On Wed, Feb 21, 2007 at 07:18:38PM -0600, Scott Granneman wrote:
> david dooling is quite smart & i generally trust what he says,

Many thanks.

> but let 
> me just point out that by default ubuntu uses the multiple-line method, 
> so it can't be bothering their servers too much. :)

Please do not lose trust.  Note that I conditioned my statements with
``if''.  Robert did the real work and looked at the man page, showing
that the latter ``if'' I had suggested was the correct one.

<wink>
Perhaps I just trust Robert to research and confirm anything I say.

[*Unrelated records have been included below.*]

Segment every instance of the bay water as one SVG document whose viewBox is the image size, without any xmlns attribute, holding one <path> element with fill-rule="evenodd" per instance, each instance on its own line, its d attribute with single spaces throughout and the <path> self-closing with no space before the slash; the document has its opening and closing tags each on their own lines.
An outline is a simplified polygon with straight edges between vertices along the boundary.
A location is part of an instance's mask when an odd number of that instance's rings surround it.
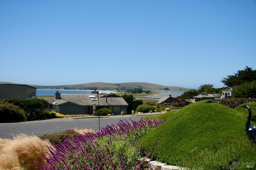
<svg viewBox="0 0 256 170">
<path fill-rule="evenodd" d="M 36 96 L 53 96 L 56 91 L 58 91 L 61 94 L 88 94 L 92 93 L 91 90 L 57 90 L 57 89 L 36 89 Z M 143 98 L 160 98 L 163 96 L 172 95 L 172 97 L 176 98 L 182 95 L 184 92 L 168 91 L 160 92 L 159 93 L 153 95 L 144 96 Z"/>
</svg>

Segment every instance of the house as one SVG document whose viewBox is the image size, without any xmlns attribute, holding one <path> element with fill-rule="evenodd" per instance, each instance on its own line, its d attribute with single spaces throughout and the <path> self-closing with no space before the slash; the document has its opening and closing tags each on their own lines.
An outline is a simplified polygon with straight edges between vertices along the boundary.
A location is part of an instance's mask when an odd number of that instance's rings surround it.
<svg viewBox="0 0 256 170">
<path fill-rule="evenodd" d="M 113 94 L 99 94 L 96 91 L 92 92 L 91 94 L 61 94 L 57 91 L 54 98 L 44 99 L 54 105 L 56 112 L 64 115 L 92 114 L 94 109 L 95 111 L 98 109 L 99 102 L 100 109 L 107 108 L 113 114 L 119 115 L 123 111 L 126 113 L 127 103 L 123 98 Z M 95 97 L 92 99 L 92 96 Z"/>
<path fill-rule="evenodd" d="M 228 90 L 222 90 L 222 98 L 230 98 L 232 97 L 233 89 L 231 88 Z"/>
<path fill-rule="evenodd" d="M 36 88 L 25 84 L 0 82 L 0 99 L 34 99 Z"/>
<path fill-rule="evenodd" d="M 157 102 L 158 104 L 171 104 L 172 102 L 178 101 L 176 98 L 172 97 L 171 95 L 162 97 Z"/>
<path fill-rule="evenodd" d="M 201 93 L 201 94 L 193 97 L 195 98 L 195 102 L 199 102 L 210 99 L 214 100 L 215 99 L 219 99 L 221 96 L 220 94 Z"/>
</svg>

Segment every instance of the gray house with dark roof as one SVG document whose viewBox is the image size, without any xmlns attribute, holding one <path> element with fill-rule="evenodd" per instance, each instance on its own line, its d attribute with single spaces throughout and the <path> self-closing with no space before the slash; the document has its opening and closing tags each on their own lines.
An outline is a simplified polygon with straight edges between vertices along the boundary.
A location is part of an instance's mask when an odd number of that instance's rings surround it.
<svg viewBox="0 0 256 170">
<path fill-rule="evenodd" d="M 201 93 L 201 94 L 193 96 L 195 98 L 195 102 L 199 102 L 202 100 L 214 100 L 216 99 L 219 99 L 221 95 L 218 94 L 210 94 L 204 93 Z"/>
<path fill-rule="evenodd" d="M 176 102 L 178 101 L 178 99 L 176 98 L 172 97 L 171 95 L 163 96 L 160 98 L 157 103 L 158 104 L 171 104 L 172 102 Z"/>
<path fill-rule="evenodd" d="M 123 98 L 117 95 L 118 97 L 108 97 L 106 94 L 92 93 L 99 96 L 100 109 L 107 108 L 112 111 L 112 114 L 116 115 L 120 115 L 123 111 L 127 112 L 128 104 Z M 96 111 L 99 102 L 94 101 L 90 98 L 92 94 L 61 94 L 57 91 L 54 98 L 44 99 L 53 104 L 57 113 L 64 115 L 92 114 L 94 104 L 97 106 L 95 108 Z M 109 96 L 114 96 L 112 94 L 110 94 Z"/>
<path fill-rule="evenodd" d="M 36 96 L 36 88 L 25 84 L 0 82 L 0 100 L 30 99 Z"/>
</svg>

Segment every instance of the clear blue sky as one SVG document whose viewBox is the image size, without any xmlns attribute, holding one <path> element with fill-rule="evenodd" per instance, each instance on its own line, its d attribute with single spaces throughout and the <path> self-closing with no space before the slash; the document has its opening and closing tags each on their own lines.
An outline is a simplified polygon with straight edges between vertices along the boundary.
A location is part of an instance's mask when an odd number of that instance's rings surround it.
<svg viewBox="0 0 256 170">
<path fill-rule="evenodd" d="M 256 0 L 0 0 L 0 82 L 198 88 L 256 69 Z"/>
</svg>

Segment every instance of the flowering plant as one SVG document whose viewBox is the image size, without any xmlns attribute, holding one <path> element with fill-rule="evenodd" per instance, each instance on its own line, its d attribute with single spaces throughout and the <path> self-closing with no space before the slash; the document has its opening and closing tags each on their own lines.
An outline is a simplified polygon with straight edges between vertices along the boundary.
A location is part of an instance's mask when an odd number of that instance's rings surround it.
<svg viewBox="0 0 256 170">
<path fill-rule="evenodd" d="M 138 139 L 164 121 L 154 119 L 120 121 L 99 131 L 79 135 L 73 139 L 48 146 L 44 160 L 37 168 L 46 170 L 139 170 L 145 166 Z M 152 149 L 154 143 L 152 144 Z M 150 151 L 146 155 L 147 157 Z M 45 160 L 44 161 L 44 160 Z M 46 163 L 44 163 L 46 162 Z"/>
</svg>

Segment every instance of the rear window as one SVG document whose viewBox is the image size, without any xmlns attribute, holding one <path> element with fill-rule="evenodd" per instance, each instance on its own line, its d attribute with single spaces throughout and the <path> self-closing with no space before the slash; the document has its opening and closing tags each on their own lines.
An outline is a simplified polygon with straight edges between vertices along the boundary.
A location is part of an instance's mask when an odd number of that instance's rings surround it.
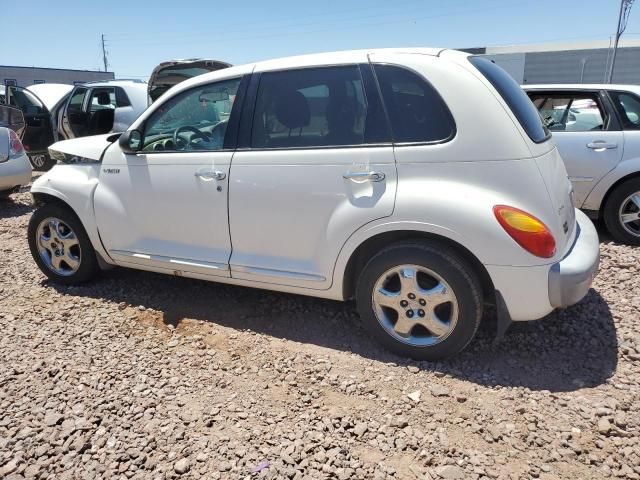
<svg viewBox="0 0 640 480">
<path fill-rule="evenodd" d="M 531 140 L 542 143 L 551 136 L 543 125 L 538 110 L 511 75 L 484 57 L 469 57 L 469 61 L 502 96 Z"/>
</svg>

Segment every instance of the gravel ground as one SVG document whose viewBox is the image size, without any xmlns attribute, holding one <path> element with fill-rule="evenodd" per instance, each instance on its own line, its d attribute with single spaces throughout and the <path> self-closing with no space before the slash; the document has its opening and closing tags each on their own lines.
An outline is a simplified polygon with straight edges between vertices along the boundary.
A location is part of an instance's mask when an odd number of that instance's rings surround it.
<svg viewBox="0 0 640 480">
<path fill-rule="evenodd" d="M 640 479 L 640 249 L 604 241 L 579 305 L 416 363 L 337 302 L 50 284 L 31 210 L 0 204 L 0 478 Z"/>
</svg>

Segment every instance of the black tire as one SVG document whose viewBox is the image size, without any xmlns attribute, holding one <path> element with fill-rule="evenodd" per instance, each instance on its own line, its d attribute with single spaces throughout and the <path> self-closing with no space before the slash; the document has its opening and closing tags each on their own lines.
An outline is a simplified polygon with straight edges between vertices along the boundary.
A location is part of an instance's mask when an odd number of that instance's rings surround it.
<svg viewBox="0 0 640 480">
<path fill-rule="evenodd" d="M 35 155 L 29 156 L 29 161 L 31 162 L 31 166 L 33 167 L 34 170 L 38 172 L 47 172 L 53 168 L 53 166 L 56 164 L 56 161 L 52 160 L 51 157 L 46 153 L 43 153 L 41 155 L 42 157 L 44 157 L 42 165 L 36 164 L 33 158 L 35 157 Z"/>
<path fill-rule="evenodd" d="M 620 208 L 627 198 L 636 192 L 640 192 L 640 178 L 632 178 L 621 183 L 611 192 L 603 209 L 604 223 L 607 226 L 607 230 L 614 240 L 627 245 L 640 245 L 640 221 L 630 226 L 630 228 L 634 226 L 638 228 L 638 235 L 633 235 L 622 224 Z"/>
<path fill-rule="evenodd" d="M 68 275 L 60 275 L 52 270 L 40 255 L 38 250 L 38 227 L 41 222 L 48 218 L 57 218 L 66 224 L 75 233 L 80 247 L 80 265 L 77 270 Z M 96 252 L 91 245 L 87 232 L 82 226 L 82 222 L 76 214 L 69 208 L 54 203 L 44 204 L 38 207 L 29 220 L 27 229 L 29 249 L 36 264 L 47 277 L 56 283 L 63 285 L 78 285 L 84 283 L 99 272 Z"/>
<path fill-rule="evenodd" d="M 400 341 L 378 320 L 372 298 L 374 288 L 385 273 L 402 265 L 430 270 L 440 276 L 455 295 L 457 322 L 448 336 L 442 335 L 434 345 L 416 346 Z M 388 350 L 416 360 L 439 360 L 462 351 L 475 336 L 483 312 L 482 287 L 476 273 L 460 255 L 440 244 L 402 242 L 378 252 L 360 273 L 356 301 L 363 324 L 374 338 Z M 415 327 L 411 332 L 415 332 Z"/>
</svg>

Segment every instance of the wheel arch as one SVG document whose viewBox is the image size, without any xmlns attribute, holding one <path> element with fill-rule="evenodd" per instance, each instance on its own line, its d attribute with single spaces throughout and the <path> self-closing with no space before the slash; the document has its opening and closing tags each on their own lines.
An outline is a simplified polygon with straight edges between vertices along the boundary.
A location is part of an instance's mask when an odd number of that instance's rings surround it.
<svg viewBox="0 0 640 480">
<path fill-rule="evenodd" d="M 415 240 L 430 244 L 442 245 L 458 253 L 478 275 L 482 286 L 483 299 L 487 303 L 495 302 L 495 288 L 487 269 L 482 262 L 465 246 L 448 238 L 432 232 L 420 230 L 399 229 L 377 233 L 361 242 L 349 256 L 343 273 L 342 295 L 344 299 L 354 297 L 358 276 L 366 262 L 380 248 L 392 243 Z"/>
<path fill-rule="evenodd" d="M 108 253 L 102 245 L 102 240 L 100 239 L 97 225 L 95 224 L 95 221 L 93 221 L 92 217 L 81 215 L 81 212 L 78 212 L 78 210 L 73 207 L 73 202 L 71 202 L 64 194 L 60 193 L 57 190 L 44 188 L 35 190 L 34 188 L 32 188 L 31 196 L 36 206 L 45 204 L 56 204 L 71 211 L 76 216 L 80 224 L 85 229 L 85 232 L 89 236 L 89 240 L 91 241 L 91 244 L 93 245 L 93 248 L 98 256 L 101 268 L 105 269 L 107 268 L 107 266 L 113 264 L 113 261 L 110 259 Z M 91 207 L 91 210 L 92 209 L 93 208 Z"/>
<path fill-rule="evenodd" d="M 618 188 L 620 185 L 622 185 L 623 183 L 627 182 L 628 180 L 633 180 L 633 179 L 640 180 L 640 171 L 632 172 L 623 177 L 620 177 L 618 180 L 616 180 L 611 184 L 611 186 L 607 189 L 606 193 L 604 194 L 604 197 L 602 197 L 602 202 L 600 202 L 600 208 L 598 209 L 598 218 L 603 218 L 604 207 L 607 204 L 607 201 L 609 200 L 609 197 L 611 197 L 611 194 L 614 192 L 614 190 Z"/>
</svg>

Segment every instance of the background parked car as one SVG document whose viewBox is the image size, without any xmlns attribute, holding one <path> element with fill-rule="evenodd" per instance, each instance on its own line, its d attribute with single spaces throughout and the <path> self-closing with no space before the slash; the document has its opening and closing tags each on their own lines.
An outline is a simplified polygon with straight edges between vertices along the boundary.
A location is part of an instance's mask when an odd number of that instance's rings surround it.
<svg viewBox="0 0 640 480">
<path fill-rule="evenodd" d="M 640 87 L 525 85 L 553 133 L 576 206 L 640 245 Z"/>
<path fill-rule="evenodd" d="M 58 140 L 122 132 L 173 85 L 228 66 L 217 60 L 172 60 L 158 65 L 148 84 L 143 80 L 108 80 L 75 87 L 63 84 L 12 86 L 6 88 L 0 103 L 22 110 L 26 120 L 22 140 L 31 163 L 36 170 L 49 170 L 55 164 L 47 151 L 51 144 Z"/>
<path fill-rule="evenodd" d="M 15 115 L 21 112 L 16 110 Z M 31 164 L 18 134 L 11 128 L 0 127 L 0 200 L 30 181 Z"/>
</svg>

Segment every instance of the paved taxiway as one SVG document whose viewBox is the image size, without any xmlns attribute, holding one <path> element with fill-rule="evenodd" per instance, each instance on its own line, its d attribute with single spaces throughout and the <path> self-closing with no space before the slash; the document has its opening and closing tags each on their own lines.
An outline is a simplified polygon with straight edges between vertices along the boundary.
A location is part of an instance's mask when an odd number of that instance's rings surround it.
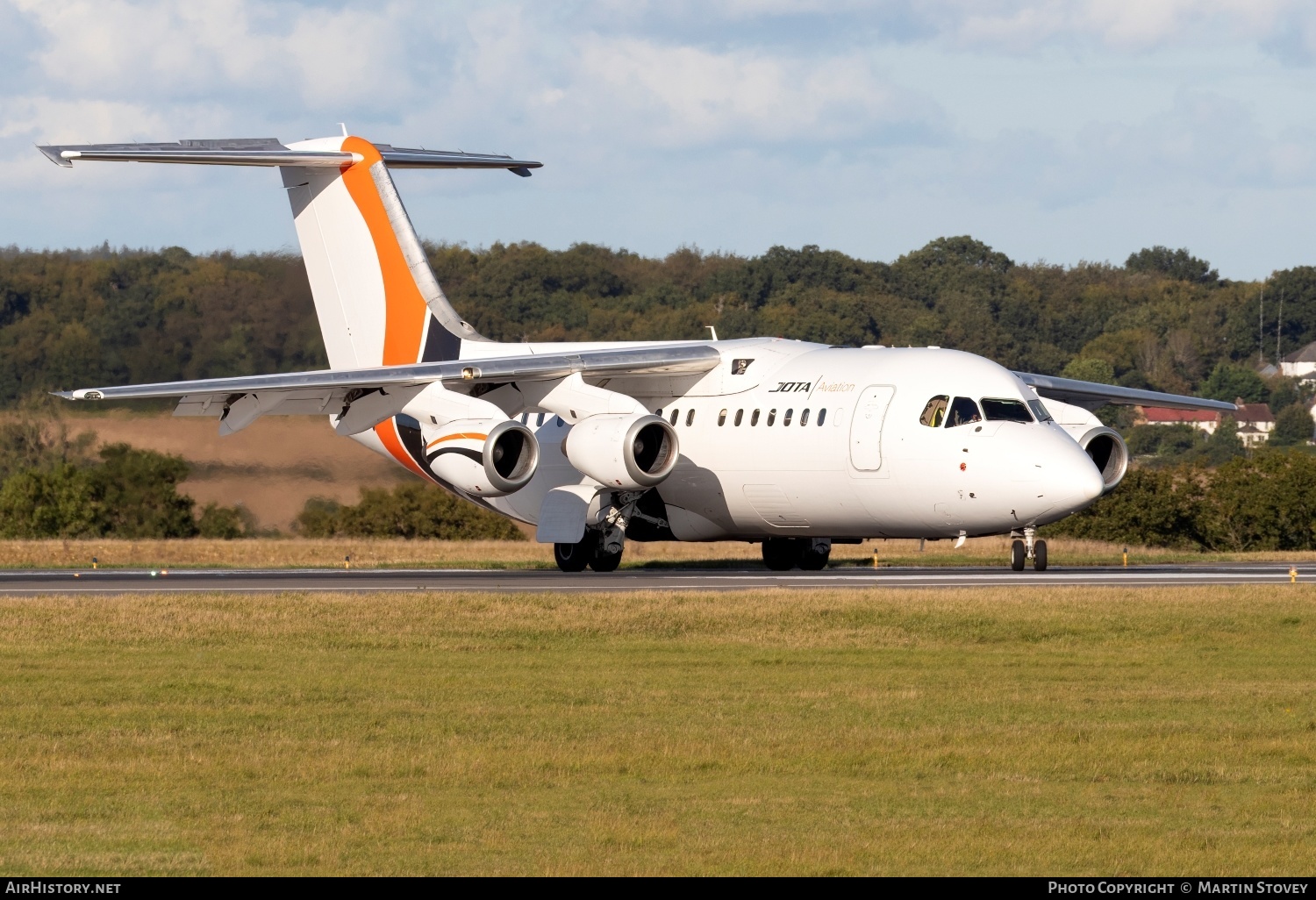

I promise to do better in the future.
</wink>

> Robert Citek wrote:
> > David Dooling wrote:
> >> On Wed, Feb 21, 2007 at 03:32:29PM -0600, Robert Citek wrote:
> >>> Is there any advantage/disadvantage to having repository components
> >>> in one line or several lines in a sources.list file?
> >> When downloading files, apt parallelizes by opening one conncetion
> >> per server.  If it considers each line in sources.list a different
> >> server, apt would connect four times to archive.ubuntu.com.  This may
> >> be considerd abuse by the folks at Ubuntu (although they probably
> >> would not even notice).  If apt does some sort of string comparison
> >> to determine unique hosts, then there should no difference.
> > 
> > According to the man page, apt is doing some collapsing:
> > 
> > <quote>
> > APT will sort  the  URI  list after  it has generated a complete set
> > internally, and will collapse multiple references to the same Internet
> > host, for instance, into a single connection, so that it does not
> > inefficiently establish an FTP connection, close it, do something else,
> > and then re-establish a connection to that same host.
> > </quote>
> > 
> > But then man pages are like comments in code: occasionally out of sync
> > with reality.  Which is why I was wondering if anyone knew of any
> > gotchas to using multiple lines.